MANILA, Philippines – Mila Pangilinan wears a green scarf to the Senate.

She is 59, mother of two children, and a former nurse. She commutes almost daily from Las Piñas City to Pasay, where she gets a pass to sit in the public gallery of the second floor of the Philippine Senate for the impeachment trial of Chief Justice Renato Corona.

Mila is a cancer survivor, and wraps the green scarf around her head. Her husband, an electrician for the Senate building, is also suffering from cancer. He refuses chemotherapy, after he witnessed how his wife suffered.

Sometimes Mila goes to the Senate alone, sometimes with her best friend Carina. The pair have been friends for a decade and are neighbors in Las Piñas. They argue in the gallery because Mila is a Marcos loyalist, and Carina Tan is a supporter of the Aquino family. Mila says the Chief Justice is a good man. She has seen him in public corridors, and says he seems like a kind man. Carina, 65, says it does not matter if he is a good man. Even good men who make wrong decisions are still guilty men.

Mila is hoping for an acquittal. Besides, she says, the properties attributed to the Chief Justice belong to the Coronas’ children.

Carina is expecting a conviction. She counts the reasons. Corona, she says, is one of the midnight appointees of former President Gloria Macapagal-Arroyo. He was involved in the acquittal of 19 controversial cases involving Arroyo, including the issuance of a Temporary Restraining Order. He is also, according to Carina, part of the “politically-tainted decision” on the Philippine Airlines case against its employees.

Feeling involved

Carina says she watches because she is a Filipino. “We’re here because we want to know the truth. Aside from that, you react with the people. It’s not like watching it on television. You’re the only one watching; you’re the only one reacting.”

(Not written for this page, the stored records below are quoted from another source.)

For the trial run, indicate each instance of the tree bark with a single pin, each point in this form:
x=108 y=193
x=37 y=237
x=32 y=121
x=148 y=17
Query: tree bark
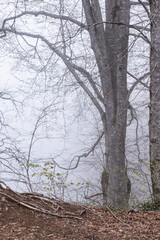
x=154 y=123
x=109 y=42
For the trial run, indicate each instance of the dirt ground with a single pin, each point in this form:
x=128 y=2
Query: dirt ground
x=31 y=216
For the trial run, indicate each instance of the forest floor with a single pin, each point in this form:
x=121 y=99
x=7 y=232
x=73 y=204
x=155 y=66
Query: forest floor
x=33 y=216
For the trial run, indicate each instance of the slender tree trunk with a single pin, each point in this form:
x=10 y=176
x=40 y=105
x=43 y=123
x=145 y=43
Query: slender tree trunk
x=154 y=123
x=110 y=46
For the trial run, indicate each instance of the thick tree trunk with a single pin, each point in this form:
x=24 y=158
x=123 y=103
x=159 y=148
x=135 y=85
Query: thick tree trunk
x=110 y=46
x=154 y=123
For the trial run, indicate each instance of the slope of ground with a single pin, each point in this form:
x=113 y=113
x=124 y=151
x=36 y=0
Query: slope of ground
x=31 y=216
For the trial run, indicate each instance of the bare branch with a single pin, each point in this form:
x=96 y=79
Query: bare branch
x=132 y=3
x=46 y=14
x=64 y=59
x=91 y=81
x=84 y=155
x=138 y=80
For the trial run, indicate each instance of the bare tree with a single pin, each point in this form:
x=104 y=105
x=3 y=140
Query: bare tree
x=154 y=123
x=108 y=30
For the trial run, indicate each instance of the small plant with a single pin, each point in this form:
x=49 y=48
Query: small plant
x=151 y=205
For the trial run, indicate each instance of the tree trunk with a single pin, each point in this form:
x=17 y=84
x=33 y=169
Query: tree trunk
x=154 y=123
x=110 y=46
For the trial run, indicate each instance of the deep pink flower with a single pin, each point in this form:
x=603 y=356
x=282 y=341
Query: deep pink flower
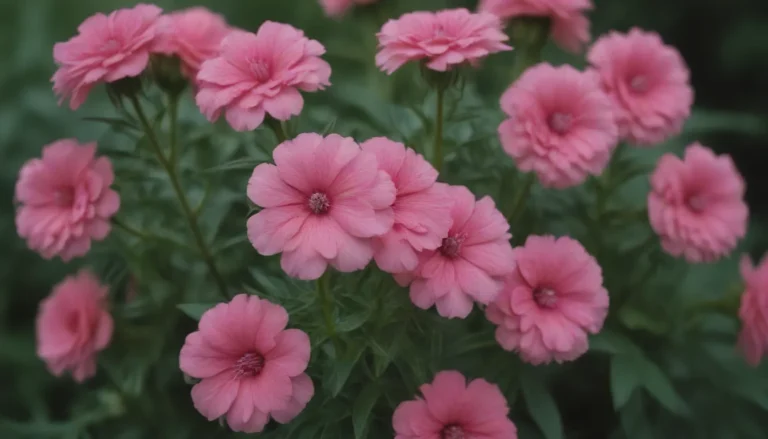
x=322 y=203
x=259 y=74
x=471 y=263
x=560 y=125
x=106 y=49
x=550 y=302
x=422 y=207
x=73 y=325
x=452 y=409
x=251 y=367
x=442 y=39
x=696 y=205
x=65 y=200
x=648 y=83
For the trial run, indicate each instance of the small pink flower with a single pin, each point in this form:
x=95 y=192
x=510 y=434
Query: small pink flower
x=259 y=74
x=422 y=207
x=251 y=367
x=73 y=325
x=106 y=49
x=560 y=125
x=322 y=203
x=65 y=200
x=550 y=302
x=648 y=83
x=471 y=263
x=451 y=408
x=696 y=205
x=442 y=39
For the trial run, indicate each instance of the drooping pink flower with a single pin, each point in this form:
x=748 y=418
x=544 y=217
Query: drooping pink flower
x=443 y=39
x=251 y=367
x=259 y=74
x=550 y=302
x=560 y=125
x=696 y=205
x=422 y=207
x=65 y=200
x=648 y=83
x=451 y=408
x=471 y=262
x=106 y=49
x=73 y=325
x=322 y=203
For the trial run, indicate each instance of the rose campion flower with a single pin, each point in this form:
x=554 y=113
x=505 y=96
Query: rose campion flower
x=422 y=207
x=560 y=125
x=323 y=201
x=451 y=408
x=648 y=83
x=260 y=74
x=696 y=205
x=73 y=325
x=471 y=263
x=550 y=302
x=442 y=39
x=107 y=48
x=251 y=367
x=65 y=200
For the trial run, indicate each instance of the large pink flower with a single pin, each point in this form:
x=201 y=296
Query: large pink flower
x=259 y=74
x=422 y=207
x=251 y=367
x=451 y=408
x=106 y=49
x=560 y=125
x=696 y=205
x=65 y=200
x=471 y=263
x=550 y=303
x=73 y=325
x=648 y=83
x=322 y=203
x=442 y=39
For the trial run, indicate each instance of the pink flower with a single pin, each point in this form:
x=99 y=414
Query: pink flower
x=73 y=325
x=251 y=367
x=560 y=125
x=322 y=203
x=65 y=200
x=442 y=39
x=453 y=409
x=422 y=207
x=648 y=83
x=471 y=263
x=696 y=205
x=259 y=74
x=106 y=49
x=568 y=24
x=550 y=303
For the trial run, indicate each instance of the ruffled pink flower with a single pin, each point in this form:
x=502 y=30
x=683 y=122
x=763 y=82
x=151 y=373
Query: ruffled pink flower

Mila is interested in the process. “I want to see the real action. Watching it in the Senate also feels like you’re really involved. You really care about what’s happening in your country because you took the time and effort to watch it in the Senate.”

She believes more people do not attend the hearings not because they are uninterested, but because they do not feel welcome.

“Maybe the public, especially the masses, feel the hearing in the Senate is exclusively for the politicians and celebrities only.”